In brief: Net Zero tension at RI Europe

Net zero targets are creating tension between short-term portfolio-level carbon reductions and the need for real economy decarbonisation.

Delegates gather for RI Europe 2023
Delegates gather for RI Europe 2023

Net zero targets are too blunt an instrument to incentivise the right sort of behaviour. Indeed, in some cases they are pushing investors to make decisions that are detrimental to the global goal of decarbonisation.

That was the overriding feeling from the opening panel at RI Europe in London this morning, hosted by affiliate title Responsible Investor. The panel topic was whether financial institutions are on track to meet their 2025 goals.

“The first milestone of 2025 is easy… if you are prepared to sell a few toxic assets,” said Innes McKeand, head of strategic equities at USS Investment Management, giving the example of selling out of a highly carbon-intensive business like an emerging markets cement company. “You can hit the target easily if you sell your radioactive assets… is that the right thing to do? That’s another question.”

Morten Nilsson – CEO of Brightwell, which manages the BT pension scheme – referenced London’s Kings Cross, a real estate asset that the investor had upgraded from brown to net zero. This type of real world decarbonisation does not sit neatly with net zero targets, which penalise investors for acquiring “dirty” assets, even if they intend to transition them to be green.

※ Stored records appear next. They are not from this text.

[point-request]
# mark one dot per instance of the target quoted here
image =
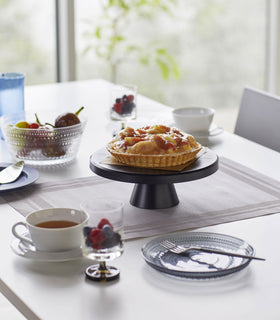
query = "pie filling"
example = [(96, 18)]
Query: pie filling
[(151, 146)]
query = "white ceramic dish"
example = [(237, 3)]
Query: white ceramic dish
[(28, 251), (193, 119)]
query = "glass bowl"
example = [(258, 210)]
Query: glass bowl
[(45, 146)]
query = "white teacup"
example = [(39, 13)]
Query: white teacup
[(193, 119), (55, 229)]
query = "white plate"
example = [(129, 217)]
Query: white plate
[(28, 251), (214, 131)]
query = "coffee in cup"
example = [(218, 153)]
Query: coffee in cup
[(55, 229)]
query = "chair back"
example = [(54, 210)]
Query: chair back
[(259, 118)]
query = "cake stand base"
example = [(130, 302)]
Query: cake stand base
[(154, 196)]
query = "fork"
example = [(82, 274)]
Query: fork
[(172, 247)]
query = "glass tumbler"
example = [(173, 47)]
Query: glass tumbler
[(102, 237)]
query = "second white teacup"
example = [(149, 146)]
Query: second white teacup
[(193, 119), (55, 229)]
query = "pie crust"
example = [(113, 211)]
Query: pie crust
[(154, 147)]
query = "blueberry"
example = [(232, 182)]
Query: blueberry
[(88, 243), (107, 231), (126, 107), (86, 231)]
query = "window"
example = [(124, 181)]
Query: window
[(216, 46), (219, 46), (27, 37)]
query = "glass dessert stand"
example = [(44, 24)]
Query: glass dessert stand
[(154, 188)]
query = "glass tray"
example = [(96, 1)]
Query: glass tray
[(195, 264)]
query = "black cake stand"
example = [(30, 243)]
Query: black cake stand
[(154, 189)]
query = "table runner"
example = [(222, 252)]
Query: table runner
[(234, 192)]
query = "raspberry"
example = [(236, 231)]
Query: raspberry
[(130, 97), (118, 107), (102, 223), (34, 125)]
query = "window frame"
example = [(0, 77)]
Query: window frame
[(66, 51)]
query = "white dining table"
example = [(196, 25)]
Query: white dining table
[(58, 290)]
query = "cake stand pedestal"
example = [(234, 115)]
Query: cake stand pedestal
[(154, 188)]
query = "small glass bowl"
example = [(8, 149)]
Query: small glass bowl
[(46, 146)]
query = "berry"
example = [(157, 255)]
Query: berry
[(130, 97), (102, 222), (108, 231), (86, 231), (118, 107), (22, 124), (34, 125)]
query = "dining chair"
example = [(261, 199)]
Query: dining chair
[(259, 118)]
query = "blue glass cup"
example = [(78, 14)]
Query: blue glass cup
[(11, 93)]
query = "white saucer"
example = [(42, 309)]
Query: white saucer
[(28, 251), (214, 131)]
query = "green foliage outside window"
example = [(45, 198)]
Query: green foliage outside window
[(111, 42)]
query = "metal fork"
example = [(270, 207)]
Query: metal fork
[(172, 247)]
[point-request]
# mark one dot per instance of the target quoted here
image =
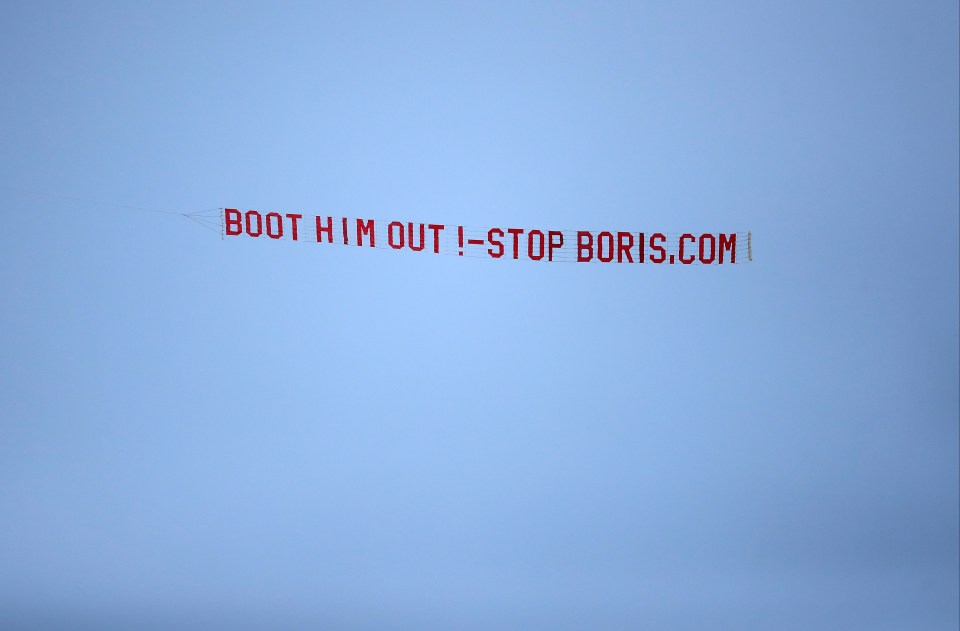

In trying to repeat that exercise, “all we get from that is the negative emissions of another brown site”, he said. “We need to be smart about that; we cannot and will not be directed by a net zero goal to do the wrong thing.”

Both USS and Brightwell are influential investors in private markets.

The growing tension between investors’ net zero goals and the wider decarbonisation of the real economy, and the need to balance the energy transition with inflation, means “this is a very tricky next couple of years we are entering”, said Nilsson.